Una volta la televisione era solo quella di stato e i politici se volevano apparire avevano un loro spazio contingentato e democraticamente assegnato dalle famose tribune politiche che, specialmente in periodi pre-elettorali, davano la possibilità ai segretari dei partiti di far conoscere al pubblico, in modo serio e concreto, le varie posizioni che quel partito avrebbe assunto in merito alle vicende che interessavano la collettività. Erano i tempi, appunto, di una sola emittente, la Rai, che era (ed è ancora) gestita dai partiti di governo del centrosinistra che si spartivano le due reti fino a che nel 1979 arrivò anche la terza rete Rai che fu “occupata” dalla sinistra del Pci cercando di camuffarsi in rete prevalentemente culturale. Tempi lontani e alla maggioranza dei giovani di oggi sconosciuti, tempi in cui, però, la politica era una cosa seria e vedere le tribune politiche dirette da Jader Jacobelli e condotte da giornalisti del calibro di Giorgio Vecchietti, Ugo Zatterin, Luca Di Schiena o Villy de Luca che moderavano i dibattiti dei vari Almirante, Berlinguer, Fanfani, Andreotti, Nenni e tanti altri uomini politici, era un momento di crescita e di approfondimento politico per tutti coloro che non leggevano i giornali a causa dell’analfabetismo. Gli analfabeti di allora avevano, però, dei politici altamente alfabetizzati e culturalmente preparati. Oggi che l’analfabetismo strutturale è stato sconfitto dobbiamo subire quello di tipo “funzionale” che, forse, è ancor più pericoloso di quello strutturale.

Come non mai è d’attualità la poesia che Bertolt Brecht dedicò ai politici dal titolo l’analfabeta politico: “Il peggiore analfabeta è l’analfabeta politico. Egli non sente, non parla, né s’importa degli avvenimenti politici. Egli non sa che il costo della vita, il prezzo dei fagioli, del pesce, della farina, dell’affitto, delle scarpe, e delle medicine dipendono dalle decisioni politiche. L’analfabeta politico è così somaro che si vanta e si gonfia il petto dicendo che odia la politica. Non sa l’imbecille che dalla sua ignoranza politica nasce la prostituta, il bambino abbandonato, l’assaltante, il peggiore di tutti i banditi, che è il politico imbroglione, il mafioso corrotto, il lacchè delle imprese nazionali e multinazionali”.
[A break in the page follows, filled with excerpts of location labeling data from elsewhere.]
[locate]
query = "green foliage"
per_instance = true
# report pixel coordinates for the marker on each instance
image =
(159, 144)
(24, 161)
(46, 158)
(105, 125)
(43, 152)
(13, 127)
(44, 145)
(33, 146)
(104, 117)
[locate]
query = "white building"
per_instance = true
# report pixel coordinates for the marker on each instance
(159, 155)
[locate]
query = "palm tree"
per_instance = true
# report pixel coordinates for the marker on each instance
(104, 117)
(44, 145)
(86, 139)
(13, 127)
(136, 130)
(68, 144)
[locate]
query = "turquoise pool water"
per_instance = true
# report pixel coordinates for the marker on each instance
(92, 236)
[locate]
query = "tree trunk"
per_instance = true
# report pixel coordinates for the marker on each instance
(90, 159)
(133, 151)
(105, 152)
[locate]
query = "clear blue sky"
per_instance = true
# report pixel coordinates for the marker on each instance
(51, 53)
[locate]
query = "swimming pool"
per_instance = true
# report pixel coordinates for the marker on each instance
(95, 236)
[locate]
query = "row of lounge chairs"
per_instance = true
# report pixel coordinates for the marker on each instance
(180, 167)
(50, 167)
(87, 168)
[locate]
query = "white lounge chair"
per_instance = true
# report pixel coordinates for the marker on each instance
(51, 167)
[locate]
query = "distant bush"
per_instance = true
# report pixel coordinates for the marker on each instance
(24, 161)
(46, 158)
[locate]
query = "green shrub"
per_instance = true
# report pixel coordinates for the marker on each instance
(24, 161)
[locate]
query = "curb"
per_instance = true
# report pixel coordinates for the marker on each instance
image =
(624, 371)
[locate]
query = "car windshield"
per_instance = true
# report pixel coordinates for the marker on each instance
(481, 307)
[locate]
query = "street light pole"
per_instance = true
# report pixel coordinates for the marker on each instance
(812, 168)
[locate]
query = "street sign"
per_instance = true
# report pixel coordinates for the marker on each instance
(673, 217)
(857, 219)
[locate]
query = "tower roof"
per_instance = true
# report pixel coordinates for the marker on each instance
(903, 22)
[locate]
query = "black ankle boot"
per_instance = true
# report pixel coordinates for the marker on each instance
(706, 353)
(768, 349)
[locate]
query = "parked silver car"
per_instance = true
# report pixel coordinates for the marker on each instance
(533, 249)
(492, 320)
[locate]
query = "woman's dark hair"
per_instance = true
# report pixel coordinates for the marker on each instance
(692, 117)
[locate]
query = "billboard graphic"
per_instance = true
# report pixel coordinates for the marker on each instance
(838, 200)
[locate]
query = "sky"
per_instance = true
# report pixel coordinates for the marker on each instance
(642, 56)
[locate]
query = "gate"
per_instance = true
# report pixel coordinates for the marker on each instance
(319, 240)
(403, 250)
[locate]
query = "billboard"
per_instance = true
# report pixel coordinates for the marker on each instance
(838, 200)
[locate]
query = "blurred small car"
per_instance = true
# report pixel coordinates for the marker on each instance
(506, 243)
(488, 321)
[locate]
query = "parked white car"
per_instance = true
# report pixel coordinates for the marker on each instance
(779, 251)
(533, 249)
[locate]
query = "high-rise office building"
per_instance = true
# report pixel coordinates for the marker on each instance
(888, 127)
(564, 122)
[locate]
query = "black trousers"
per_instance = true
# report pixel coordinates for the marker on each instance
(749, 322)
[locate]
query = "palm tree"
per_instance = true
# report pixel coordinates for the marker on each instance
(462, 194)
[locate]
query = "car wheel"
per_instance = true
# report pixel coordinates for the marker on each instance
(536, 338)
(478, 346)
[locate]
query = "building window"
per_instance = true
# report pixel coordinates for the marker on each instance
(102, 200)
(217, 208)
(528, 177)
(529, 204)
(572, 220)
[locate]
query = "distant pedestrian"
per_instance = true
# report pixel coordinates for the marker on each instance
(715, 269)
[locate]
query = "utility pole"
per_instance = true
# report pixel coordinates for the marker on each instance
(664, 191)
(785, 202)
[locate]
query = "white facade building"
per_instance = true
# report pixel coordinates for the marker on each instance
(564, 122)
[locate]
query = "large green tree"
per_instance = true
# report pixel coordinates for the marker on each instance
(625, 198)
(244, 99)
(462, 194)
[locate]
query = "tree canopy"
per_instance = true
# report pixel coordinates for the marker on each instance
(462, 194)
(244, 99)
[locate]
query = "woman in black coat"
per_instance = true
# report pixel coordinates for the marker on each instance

Cosa fare? Difficile è rispondere se le televisioni continueranno ad ospitare questi “politici analfabeti” che Brecht definisce somari se non, forse, rimpiangere l’imperatore Caligola che, per rispondere a questo quesito, nominò senatore il suo somaro. Ma quelli erano altri tempi. Oggi, certi analfabeti, ce li mandiamo noi, democraticamente, in parlamento.